Creatinine ≤ 1.5 x institutional ULN
AST ≤ 2 x ULN except when in the opinion of treating physician is due to direct involvement of leukemia (e.g., hepatic infiltration or biliary obstruction due to leukemia)
ALT ≤ 2 x ULN except when in the opinion of treating physician is due to direct involvement of leukemia (e.g., hepatic infiltration or biliary obstruction due to leukemia)
Total bilirubin ≤ 2 x ULN except when in the opinion of treating physician is due to direct involvement of leukemia (e.g., hepatic infiltration or biliary obstruction due to leukemia)

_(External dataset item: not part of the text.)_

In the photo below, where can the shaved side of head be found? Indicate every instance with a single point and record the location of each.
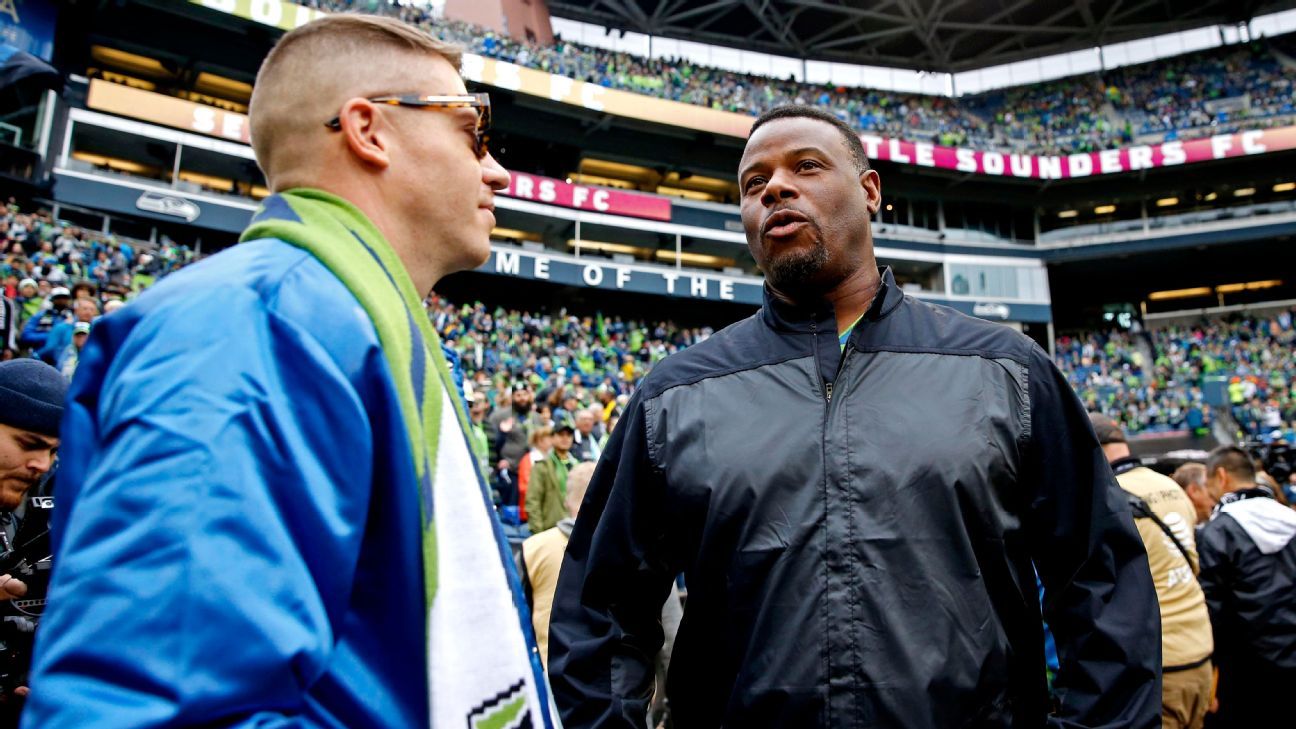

Left ventricular ejection fraction of ≥ 40% by MUGA scan or echocardiogram
Women of childbearing potential and sexually active males must be willing and able to use effective contraception while on study
Able to provide signed informed consent prior to registration on study

Exclusion Criteria:

Acute promyelocytic leukemia (AML with t(15;17)(q22;q11) and variants)
Peripheral blood blast count ≥ 50 x 103 /mm3
Active CNS involvement with leukemia
Previous treatment with MEC or other regimen containing both mitoxantrone and etoposide
Pregnant or nursing
Concurrently receiving any other investigational agent
Received colony stimulating factors filgrastim or sargramostim within 48 hours or pegfilgrastim within 14 days of study
Less than 2 weeks from the completion of any previous cytotoxic chemotherapy (excluding hydroxyurea)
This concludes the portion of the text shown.